Create from Python data

Use ze.Dataset(name, data=[...]) when your rows already exist in memory.
import zeroeval as ze

ze.init()

dataset = ze.Dataset(
    "capital-cities",
    data=[
        {"row_id": "fr", "question": "Capital of France?", "answer": "Paris"},
        {"row_id": "de", "question": "Capital of Germany?", "answer": "Berlin"},
    ],
    description="Simple geography dataset",
)
Add a stable row_id field whenever possible. It makes resume behavior and row-level tracking much more reliable.

Create from CSV

You can initialize directly from a CSV path. The dataset name defaults to the CSV filename stem.
import zeroeval as ze

ze.init()

dataset = ze.Dataset("/path/to/questions.csv")
print(dataset.name)  # e.g. "questions"
print(len(dataset))

Modify rows before running evals

The Dataset object supports in-memory row operations.
# Add rows
dataset.add_rows(
    [{"row_id": "es", "question": "Capital of Spain?", "answer": "Madrid"}]
)

# Update one row by index
dataset.update_row(
    0,
    {"question": "Capital city of France?", "answer": "Paris"},
)

# Delete a row by index
dataset.delete_row(1)
Row updates by index can change row ordering and row content.
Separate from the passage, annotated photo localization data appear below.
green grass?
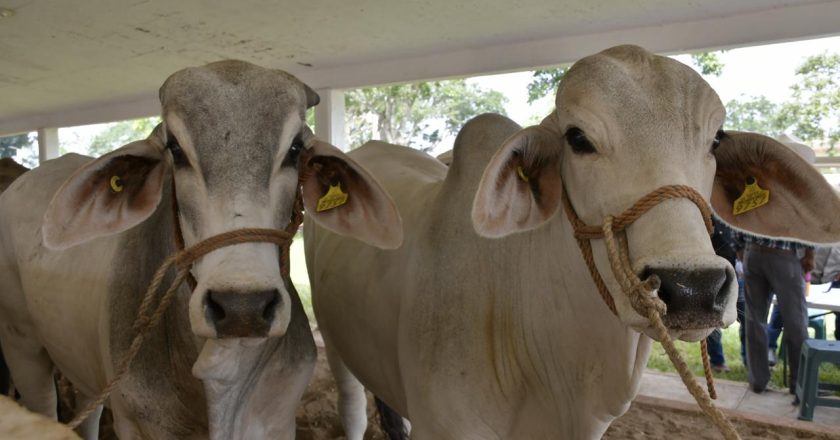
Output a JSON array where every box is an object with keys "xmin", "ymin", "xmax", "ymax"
[
  {"xmin": 289, "ymin": 233, "xmax": 315, "ymax": 321},
  {"xmin": 647, "ymin": 317, "xmax": 840, "ymax": 392}
]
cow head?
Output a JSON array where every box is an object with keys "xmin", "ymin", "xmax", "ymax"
[
  {"xmin": 473, "ymin": 45, "xmax": 840, "ymax": 341},
  {"xmin": 42, "ymin": 60, "xmax": 402, "ymax": 340}
]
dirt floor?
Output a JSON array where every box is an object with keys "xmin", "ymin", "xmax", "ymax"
[{"xmin": 295, "ymin": 346, "xmax": 838, "ymax": 440}]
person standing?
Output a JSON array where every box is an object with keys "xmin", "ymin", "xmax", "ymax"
[{"xmin": 738, "ymin": 134, "xmax": 816, "ymax": 395}]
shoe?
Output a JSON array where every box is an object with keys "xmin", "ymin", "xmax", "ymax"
[
  {"xmin": 792, "ymin": 396, "xmax": 800, "ymax": 406},
  {"xmin": 768, "ymin": 348, "xmax": 778, "ymax": 367},
  {"xmin": 712, "ymin": 364, "xmax": 731, "ymax": 373},
  {"xmin": 751, "ymin": 384, "xmax": 766, "ymax": 393}
]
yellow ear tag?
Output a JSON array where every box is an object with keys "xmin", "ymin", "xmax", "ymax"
[
  {"xmin": 316, "ymin": 183, "xmax": 349, "ymax": 212},
  {"xmin": 516, "ymin": 165, "xmax": 529, "ymax": 183},
  {"xmin": 733, "ymin": 177, "xmax": 769, "ymax": 216},
  {"xmin": 110, "ymin": 175, "xmax": 124, "ymax": 193}
]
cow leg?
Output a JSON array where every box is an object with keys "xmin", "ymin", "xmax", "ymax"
[
  {"xmin": 325, "ymin": 343, "xmax": 368, "ymax": 440},
  {"xmin": 73, "ymin": 394, "xmax": 103, "ymax": 440},
  {"xmin": 0, "ymin": 331, "xmax": 57, "ymax": 418}
]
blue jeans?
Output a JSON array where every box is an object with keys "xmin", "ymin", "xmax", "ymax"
[{"xmin": 706, "ymin": 328, "xmax": 725, "ymax": 366}]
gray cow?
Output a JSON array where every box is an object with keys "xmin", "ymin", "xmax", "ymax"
[{"xmin": 0, "ymin": 61, "xmax": 401, "ymax": 439}]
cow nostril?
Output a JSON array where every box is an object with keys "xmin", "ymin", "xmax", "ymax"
[
  {"xmin": 262, "ymin": 290, "xmax": 280, "ymax": 322},
  {"xmin": 206, "ymin": 292, "xmax": 226, "ymax": 322}
]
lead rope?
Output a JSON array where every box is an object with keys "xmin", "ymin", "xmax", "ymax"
[
  {"xmin": 66, "ymin": 195, "xmax": 305, "ymax": 429},
  {"xmin": 562, "ymin": 185, "xmax": 739, "ymax": 440}
]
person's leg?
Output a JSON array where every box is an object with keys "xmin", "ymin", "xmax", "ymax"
[
  {"xmin": 706, "ymin": 329, "xmax": 726, "ymax": 367},
  {"xmin": 744, "ymin": 249, "xmax": 773, "ymax": 392},
  {"xmin": 835, "ymin": 312, "xmax": 840, "ymax": 340},
  {"xmin": 767, "ymin": 302, "xmax": 783, "ymax": 366},
  {"xmin": 737, "ymin": 298, "xmax": 746, "ymax": 364},
  {"xmin": 766, "ymin": 253, "xmax": 807, "ymax": 394},
  {"xmin": 767, "ymin": 302, "xmax": 784, "ymax": 351}
]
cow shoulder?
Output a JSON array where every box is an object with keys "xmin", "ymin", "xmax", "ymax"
[
  {"xmin": 0, "ymin": 154, "xmax": 92, "ymax": 220},
  {"xmin": 348, "ymin": 141, "xmax": 447, "ymax": 196}
]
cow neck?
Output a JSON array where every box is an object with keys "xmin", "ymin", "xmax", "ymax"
[{"xmin": 560, "ymin": 184, "xmax": 741, "ymax": 440}]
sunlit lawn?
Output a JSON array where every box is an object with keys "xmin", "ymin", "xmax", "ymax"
[
  {"xmin": 290, "ymin": 234, "xmax": 840, "ymax": 390},
  {"xmin": 647, "ymin": 316, "xmax": 840, "ymax": 392}
]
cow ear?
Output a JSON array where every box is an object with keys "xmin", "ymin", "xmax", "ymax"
[
  {"xmin": 300, "ymin": 140, "xmax": 403, "ymax": 249},
  {"xmin": 43, "ymin": 137, "xmax": 168, "ymax": 250},
  {"xmin": 472, "ymin": 125, "xmax": 563, "ymax": 238},
  {"xmin": 713, "ymin": 131, "xmax": 840, "ymax": 244}
]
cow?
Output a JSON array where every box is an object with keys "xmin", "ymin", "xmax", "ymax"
[
  {"xmin": 304, "ymin": 45, "xmax": 840, "ymax": 439},
  {"xmin": 0, "ymin": 157, "xmax": 28, "ymax": 397},
  {"xmin": 0, "ymin": 60, "xmax": 402, "ymax": 439},
  {"xmin": 0, "ymin": 395, "xmax": 80, "ymax": 440}
]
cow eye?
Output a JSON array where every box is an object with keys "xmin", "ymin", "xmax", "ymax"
[
  {"xmin": 283, "ymin": 135, "xmax": 304, "ymax": 167},
  {"xmin": 166, "ymin": 132, "xmax": 189, "ymax": 167},
  {"xmin": 711, "ymin": 129, "xmax": 726, "ymax": 152},
  {"xmin": 565, "ymin": 127, "xmax": 596, "ymax": 154}
]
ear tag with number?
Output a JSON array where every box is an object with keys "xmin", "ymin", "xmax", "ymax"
[
  {"xmin": 110, "ymin": 175, "xmax": 124, "ymax": 193},
  {"xmin": 316, "ymin": 183, "xmax": 349, "ymax": 212},
  {"xmin": 516, "ymin": 165, "xmax": 529, "ymax": 183},
  {"xmin": 733, "ymin": 176, "xmax": 769, "ymax": 215}
]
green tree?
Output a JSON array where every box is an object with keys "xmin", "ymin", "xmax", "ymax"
[
  {"xmin": 0, "ymin": 133, "xmax": 37, "ymax": 167},
  {"xmin": 781, "ymin": 53, "xmax": 840, "ymax": 149},
  {"xmin": 344, "ymin": 80, "xmax": 507, "ymax": 151},
  {"xmin": 87, "ymin": 117, "xmax": 161, "ymax": 157},
  {"xmin": 690, "ymin": 51, "xmax": 726, "ymax": 77},
  {"xmin": 526, "ymin": 68, "xmax": 568, "ymax": 104},
  {"xmin": 723, "ymin": 96, "xmax": 788, "ymax": 135}
]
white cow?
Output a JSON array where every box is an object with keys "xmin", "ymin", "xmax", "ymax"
[
  {"xmin": 305, "ymin": 45, "xmax": 840, "ymax": 439},
  {"xmin": 0, "ymin": 61, "xmax": 401, "ymax": 439}
]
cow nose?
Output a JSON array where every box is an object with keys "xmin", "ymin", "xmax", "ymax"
[
  {"xmin": 205, "ymin": 289, "xmax": 280, "ymax": 338},
  {"xmin": 642, "ymin": 266, "xmax": 730, "ymax": 330}
]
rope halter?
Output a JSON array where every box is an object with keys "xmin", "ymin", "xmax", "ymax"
[{"xmin": 561, "ymin": 183, "xmax": 740, "ymax": 440}]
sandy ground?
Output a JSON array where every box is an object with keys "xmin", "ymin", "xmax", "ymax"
[{"xmin": 295, "ymin": 346, "xmax": 837, "ymax": 440}]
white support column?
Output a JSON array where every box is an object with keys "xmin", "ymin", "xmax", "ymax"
[
  {"xmin": 37, "ymin": 128, "xmax": 59, "ymax": 163},
  {"xmin": 314, "ymin": 88, "xmax": 346, "ymax": 151}
]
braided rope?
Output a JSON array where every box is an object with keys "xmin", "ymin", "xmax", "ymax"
[{"xmin": 562, "ymin": 185, "xmax": 739, "ymax": 440}]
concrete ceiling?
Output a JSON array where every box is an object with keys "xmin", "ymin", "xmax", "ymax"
[{"xmin": 2, "ymin": 0, "xmax": 840, "ymax": 135}]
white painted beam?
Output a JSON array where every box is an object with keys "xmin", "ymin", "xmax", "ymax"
[
  {"xmin": 314, "ymin": 88, "xmax": 347, "ymax": 151},
  {"xmin": 0, "ymin": 93, "xmax": 159, "ymax": 138},
  {"xmin": 297, "ymin": 1, "xmax": 840, "ymax": 89},
  {"xmin": 2, "ymin": 1, "xmax": 840, "ymax": 137},
  {"xmin": 37, "ymin": 128, "xmax": 59, "ymax": 163}
]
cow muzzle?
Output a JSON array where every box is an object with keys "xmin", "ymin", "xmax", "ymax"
[
  {"xmin": 205, "ymin": 288, "xmax": 281, "ymax": 338},
  {"xmin": 641, "ymin": 257, "xmax": 735, "ymax": 332},
  {"xmin": 562, "ymin": 184, "xmax": 729, "ymax": 341}
]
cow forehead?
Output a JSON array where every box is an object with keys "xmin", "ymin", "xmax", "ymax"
[
  {"xmin": 160, "ymin": 60, "xmax": 305, "ymax": 133},
  {"xmin": 556, "ymin": 45, "xmax": 724, "ymax": 136},
  {"xmin": 160, "ymin": 61, "xmax": 306, "ymax": 188}
]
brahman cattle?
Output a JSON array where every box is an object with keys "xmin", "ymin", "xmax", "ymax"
[
  {"xmin": 0, "ymin": 157, "xmax": 27, "ymax": 397},
  {"xmin": 305, "ymin": 45, "xmax": 840, "ymax": 439},
  {"xmin": 0, "ymin": 61, "xmax": 401, "ymax": 439}
]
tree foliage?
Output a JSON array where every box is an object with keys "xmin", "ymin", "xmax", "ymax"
[
  {"xmin": 344, "ymin": 80, "xmax": 507, "ymax": 151},
  {"xmin": 87, "ymin": 117, "xmax": 161, "ymax": 157},
  {"xmin": 526, "ymin": 68, "xmax": 568, "ymax": 104},
  {"xmin": 0, "ymin": 133, "xmax": 37, "ymax": 167},
  {"xmin": 725, "ymin": 53, "xmax": 840, "ymax": 154},
  {"xmin": 690, "ymin": 51, "xmax": 726, "ymax": 77}
]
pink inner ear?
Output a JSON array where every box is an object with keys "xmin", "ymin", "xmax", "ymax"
[
  {"xmin": 43, "ymin": 150, "xmax": 166, "ymax": 250},
  {"xmin": 300, "ymin": 151, "xmax": 403, "ymax": 249}
]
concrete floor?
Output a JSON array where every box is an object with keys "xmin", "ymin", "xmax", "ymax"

Keep this in mind if your downstream logic assumes fixed order.

Push to ZeroEval

Push persists the dataset to the backend and refreshes local rows with backend metadata (including row IDs when available).
dataset.push()
print(dataset.version_id, dataset.version_number)
Use create_new_version=True if you explicitly want a new version on push:
dataset.push(create_new_version=True)

Validate shape quickly

Useful helpers before running tasks:
print(dataset.columns)  # sorted list of column names
print(len(dataset))     # number of rows
print(dataset[0])       # DotDict for first row